Breath tests are potential but expensive alternative for the assessment of fat digestion and absorption. The mixed triglyceride breath test is very sensitive in detecting severe exocrine pancreatic insufficiency (89). The fact that the digestion of the substrate used is dependent exclusively on pancreatic lipase is the advantage of this test (90,91). Cholesteryl octanoate (used in another breath test) hydrolyzed by cholesterol esterase also requires pancreatic lipase, phospholipase and bile salts, and it is not hydrolyzed by preduodenal lipase (92,93). This test could also be more suitable for the assessment of exocrine pancreatic function in young infants in whom preduodenal lipase is more active and efficient for the assessment of fat digestion and absorption in all children. However, neither test has been adequately studied in children. A suggested algorithm for the assessment of the need of enzyme supplementation in children is presented in Figure 2.

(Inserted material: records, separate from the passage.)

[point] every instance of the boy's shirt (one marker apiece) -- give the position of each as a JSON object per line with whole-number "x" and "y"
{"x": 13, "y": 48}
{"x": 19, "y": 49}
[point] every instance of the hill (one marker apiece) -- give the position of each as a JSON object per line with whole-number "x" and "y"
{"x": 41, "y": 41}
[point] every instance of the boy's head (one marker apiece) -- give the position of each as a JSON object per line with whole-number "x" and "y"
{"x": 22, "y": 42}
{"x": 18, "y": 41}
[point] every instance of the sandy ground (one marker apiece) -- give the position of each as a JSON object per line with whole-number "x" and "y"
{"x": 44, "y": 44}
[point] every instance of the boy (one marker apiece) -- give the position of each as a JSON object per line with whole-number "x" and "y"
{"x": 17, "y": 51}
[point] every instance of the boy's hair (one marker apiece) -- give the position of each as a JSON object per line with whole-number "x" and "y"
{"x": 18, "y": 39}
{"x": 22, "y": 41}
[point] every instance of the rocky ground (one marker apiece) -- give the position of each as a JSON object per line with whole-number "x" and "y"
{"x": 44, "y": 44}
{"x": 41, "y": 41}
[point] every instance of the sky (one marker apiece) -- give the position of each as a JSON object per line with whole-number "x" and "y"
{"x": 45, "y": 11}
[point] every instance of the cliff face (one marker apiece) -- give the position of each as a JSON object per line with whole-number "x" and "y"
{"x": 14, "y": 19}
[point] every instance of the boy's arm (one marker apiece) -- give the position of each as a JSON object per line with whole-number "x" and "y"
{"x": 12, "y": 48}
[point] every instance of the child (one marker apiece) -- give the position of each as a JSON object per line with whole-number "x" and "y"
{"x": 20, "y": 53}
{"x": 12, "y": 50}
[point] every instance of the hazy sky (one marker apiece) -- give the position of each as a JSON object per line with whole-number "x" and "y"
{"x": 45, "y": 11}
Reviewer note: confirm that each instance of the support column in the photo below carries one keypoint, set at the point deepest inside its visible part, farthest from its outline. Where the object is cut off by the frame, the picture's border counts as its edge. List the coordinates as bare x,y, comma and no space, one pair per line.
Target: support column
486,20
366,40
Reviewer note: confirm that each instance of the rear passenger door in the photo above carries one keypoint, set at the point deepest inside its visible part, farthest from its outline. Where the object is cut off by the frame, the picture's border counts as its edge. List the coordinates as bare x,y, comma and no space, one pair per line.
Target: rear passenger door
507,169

In conclusion, fecal pancreatic elastase-1 is the most suitable test for the detection of exocrine pancreatic insufficiency and for the follow-up of PS patients with chronic pancreatitis. Fecal chymotrypsin is useful to check patient compliance with exogenous pancreatic enzyme supplementation. For the routine assessment of the need for pancreatic supplementation as well as for monitoring efficiency in routine clinical practice, fecal fat excretion, acid steatocrit or stool microscopy may be applied.